Headaches of a student cyclist

Tanner Cole

Three weeks ago, my bicycle was stolen from a bike rack on campus. The lock was cut, and police have been unable to find it since. I decided to cut my losses and buy a new bike.

A week later, I was riding down the Hill to see a friend. While crossing Regents Drive I rode over a water grate in the road. Unfortunately for my face and I, the grate was improperly installed. The drainage holes were lined up with the road rather than perpendicular to it, and my tire went straight through rather than coasting over as intended. I was sent flying forward into the concrete.

Several hours in the emergency room later, I was given eight stitches and prescriptions to heavy painkillers and antibiotics. I had two lacerations on my face, a black eye, dozens of cuts and bruises and a broken bike. 

In less than a month, WKU claimed two bicycles from me. I missed class, work and plenty of time because of the accident. 

I started biking this year after moving off campus. Driving isn’t really an option for anyone that can avoid it this year, but at this point biking isn’t an option for me either.  

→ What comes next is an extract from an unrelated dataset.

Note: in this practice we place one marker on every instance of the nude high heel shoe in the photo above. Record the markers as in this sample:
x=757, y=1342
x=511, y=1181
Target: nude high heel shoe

As far as I’m concerned, this campus isn’t completely bicycle-safe. I’ve heard stories from fellow students in the past few weeks that have experienced the exact same wreck around campus. We don’t have bike lanes everywhere, and it makes riding a nervous wreck for most cyclists.

Two of my friends went and fixed the grate after my accident, but who knows how many others are installed just like it around campus. 

Basic biker safety needs to be a priority for WKU even when they have an acceptable parking situation, but this year there are no excuses.  For now, I’m afraid to buy another bike for fear that Gary Ransdell himself will walk into my house and smash it into pieces.